Claude Debussy's Reflets dans l'eau ("Reflections in the Water") is the first of three piano pieces from his first volume of Images, which are frequently performed separately. It was written in 1905.

As with much of Debussy's work, it is referred to as Impressionistic, meaning that it expresses emotions and senses by making use of non-functional harmony and ambiguous key signatures, its tonality being mainly non-diatonic and usually having a sense of modality.
It has similarities to Ravel's earlier piece Jeux d'eau. While in some ways Debussy influenced his younger contemporary, Ravel was arguably the first to adopt impressionism.

==Musical analysis==
Reflets dans l'eau opens in a slow tempo (andantino molto) (which is repeated through much of the piece) while the right hand is playing a set of chords to accompany the melody.
The piece has several brief melody statements and climaxes that are more glimpses of music than full ideas, which is typical of Debussy's middle and late piano works. Writing "images", Debussy was purposely intending not to create linear musical progression, but a sonic representation of water. Reflets dans l'eau is also an example of the new tone colors Debussy discovered for the piano in this part of his life, and although he later refined this style, it is representative of a major breakthrough in piano writing.

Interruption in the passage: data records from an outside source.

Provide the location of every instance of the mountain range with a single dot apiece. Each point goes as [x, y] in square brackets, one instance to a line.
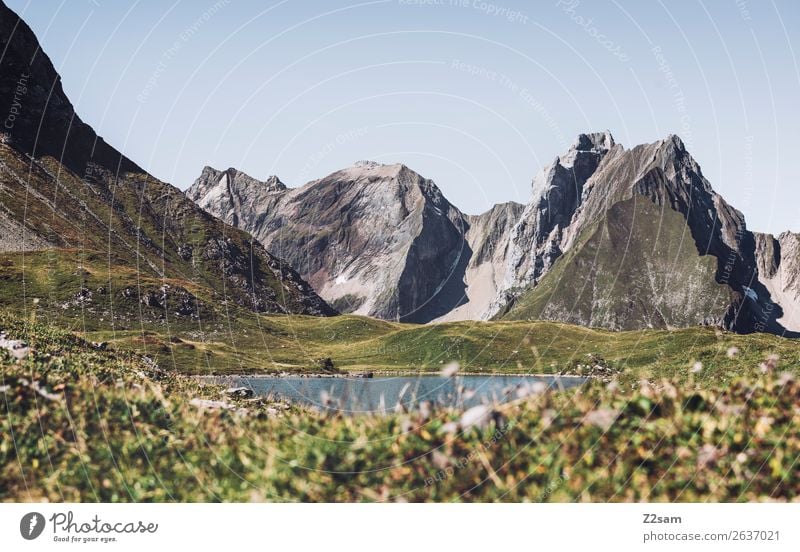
[612, 237]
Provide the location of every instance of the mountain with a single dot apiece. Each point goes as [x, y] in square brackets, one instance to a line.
[612, 237]
[373, 239]
[85, 231]
[627, 239]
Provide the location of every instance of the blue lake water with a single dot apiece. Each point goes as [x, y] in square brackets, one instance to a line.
[379, 394]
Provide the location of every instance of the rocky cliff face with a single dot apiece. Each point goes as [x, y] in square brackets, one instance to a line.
[373, 239]
[62, 187]
[779, 272]
[612, 237]
[648, 243]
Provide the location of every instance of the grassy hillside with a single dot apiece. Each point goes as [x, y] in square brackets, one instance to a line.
[185, 327]
[84, 424]
[293, 343]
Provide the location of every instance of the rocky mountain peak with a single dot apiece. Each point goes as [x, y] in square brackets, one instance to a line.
[31, 90]
[598, 142]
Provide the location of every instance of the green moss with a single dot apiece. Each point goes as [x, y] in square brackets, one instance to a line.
[81, 424]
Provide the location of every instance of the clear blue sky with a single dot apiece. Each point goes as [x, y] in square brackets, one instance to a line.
[475, 94]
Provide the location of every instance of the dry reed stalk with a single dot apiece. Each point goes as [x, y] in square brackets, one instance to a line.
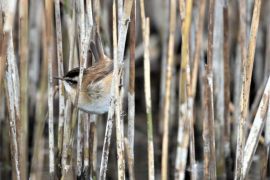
[11, 86]
[185, 119]
[2, 49]
[147, 91]
[109, 125]
[60, 74]
[131, 91]
[218, 86]
[79, 148]
[198, 43]
[40, 115]
[209, 89]
[23, 53]
[267, 72]
[122, 33]
[86, 142]
[164, 53]
[166, 108]
[119, 140]
[68, 108]
[227, 116]
[50, 51]
[257, 127]
[243, 44]
[118, 118]
[245, 90]
[206, 136]
[66, 136]
[93, 146]
[129, 160]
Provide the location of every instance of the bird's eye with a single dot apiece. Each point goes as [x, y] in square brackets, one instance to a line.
[71, 82]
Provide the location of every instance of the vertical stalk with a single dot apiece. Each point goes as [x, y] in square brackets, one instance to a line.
[131, 90]
[185, 119]
[109, 125]
[166, 109]
[23, 123]
[209, 89]
[147, 91]
[50, 51]
[11, 84]
[245, 90]
[227, 117]
[60, 74]
[198, 43]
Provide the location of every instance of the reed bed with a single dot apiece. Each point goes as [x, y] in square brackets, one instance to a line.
[190, 93]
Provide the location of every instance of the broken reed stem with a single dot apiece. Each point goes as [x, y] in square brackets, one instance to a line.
[256, 130]
[12, 103]
[23, 52]
[147, 91]
[50, 51]
[60, 74]
[109, 125]
[247, 67]
[131, 91]
[198, 43]
[209, 89]
[166, 109]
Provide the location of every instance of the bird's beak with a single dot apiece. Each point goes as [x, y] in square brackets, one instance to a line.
[59, 78]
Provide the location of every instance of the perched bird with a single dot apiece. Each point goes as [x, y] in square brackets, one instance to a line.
[94, 96]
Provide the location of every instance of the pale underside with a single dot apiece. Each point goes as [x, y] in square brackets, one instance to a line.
[96, 97]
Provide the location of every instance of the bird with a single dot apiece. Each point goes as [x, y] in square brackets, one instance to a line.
[94, 96]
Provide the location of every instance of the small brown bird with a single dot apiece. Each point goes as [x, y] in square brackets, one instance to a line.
[94, 96]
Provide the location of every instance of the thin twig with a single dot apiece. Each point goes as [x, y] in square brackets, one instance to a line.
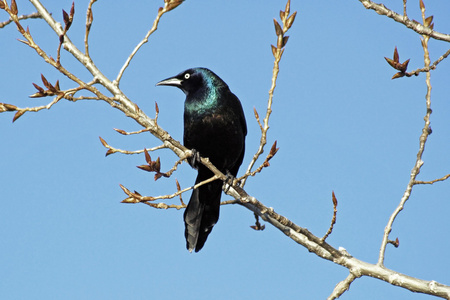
[112, 149]
[433, 181]
[162, 10]
[411, 24]
[422, 141]
[136, 197]
[342, 287]
[428, 68]
[333, 219]
[35, 15]
[277, 52]
[89, 19]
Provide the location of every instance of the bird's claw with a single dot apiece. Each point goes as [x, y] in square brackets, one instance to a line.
[229, 182]
[194, 159]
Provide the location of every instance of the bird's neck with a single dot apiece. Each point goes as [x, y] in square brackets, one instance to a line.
[203, 101]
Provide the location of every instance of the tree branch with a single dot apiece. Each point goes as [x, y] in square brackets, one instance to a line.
[411, 24]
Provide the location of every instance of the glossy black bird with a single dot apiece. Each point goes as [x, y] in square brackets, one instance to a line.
[214, 125]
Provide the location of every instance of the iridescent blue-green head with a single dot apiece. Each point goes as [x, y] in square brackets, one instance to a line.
[202, 87]
[194, 80]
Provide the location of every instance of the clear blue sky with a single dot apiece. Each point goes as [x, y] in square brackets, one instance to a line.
[341, 124]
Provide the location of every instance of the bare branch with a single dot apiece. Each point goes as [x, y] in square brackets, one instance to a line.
[422, 141]
[333, 219]
[35, 15]
[411, 24]
[89, 20]
[277, 53]
[169, 5]
[136, 197]
[112, 150]
[433, 181]
[342, 287]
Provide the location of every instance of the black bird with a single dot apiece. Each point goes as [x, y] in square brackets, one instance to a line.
[215, 127]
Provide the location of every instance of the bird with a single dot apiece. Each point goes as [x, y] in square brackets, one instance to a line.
[214, 128]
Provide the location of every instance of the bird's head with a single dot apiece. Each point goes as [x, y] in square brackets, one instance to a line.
[193, 80]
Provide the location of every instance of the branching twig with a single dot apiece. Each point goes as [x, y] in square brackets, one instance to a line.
[277, 52]
[112, 150]
[136, 197]
[169, 5]
[422, 140]
[411, 24]
[89, 19]
[432, 181]
[333, 220]
[35, 15]
[342, 287]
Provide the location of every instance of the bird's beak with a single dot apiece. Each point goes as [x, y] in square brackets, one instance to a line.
[172, 81]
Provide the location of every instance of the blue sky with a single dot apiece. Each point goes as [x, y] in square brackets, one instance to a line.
[341, 124]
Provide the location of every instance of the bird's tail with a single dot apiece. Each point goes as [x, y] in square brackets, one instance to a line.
[202, 213]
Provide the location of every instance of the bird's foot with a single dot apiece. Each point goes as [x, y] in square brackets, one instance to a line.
[229, 182]
[194, 159]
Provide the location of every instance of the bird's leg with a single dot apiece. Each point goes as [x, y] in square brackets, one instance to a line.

The golden ratio is apparent in the organization of the sections in the music as "the sequence of keys is marked out by the intervals 34, 21, 13, and 8 and the main climax sits at the phi position".

The musicologist Roy Howat has observed that the formal boundaries correspond exactly to the golden section. Trezise finds the intrinsic evidence "remarkable", but cautions that no written or reported evidence suggests that Debussy consciously sought such proportions.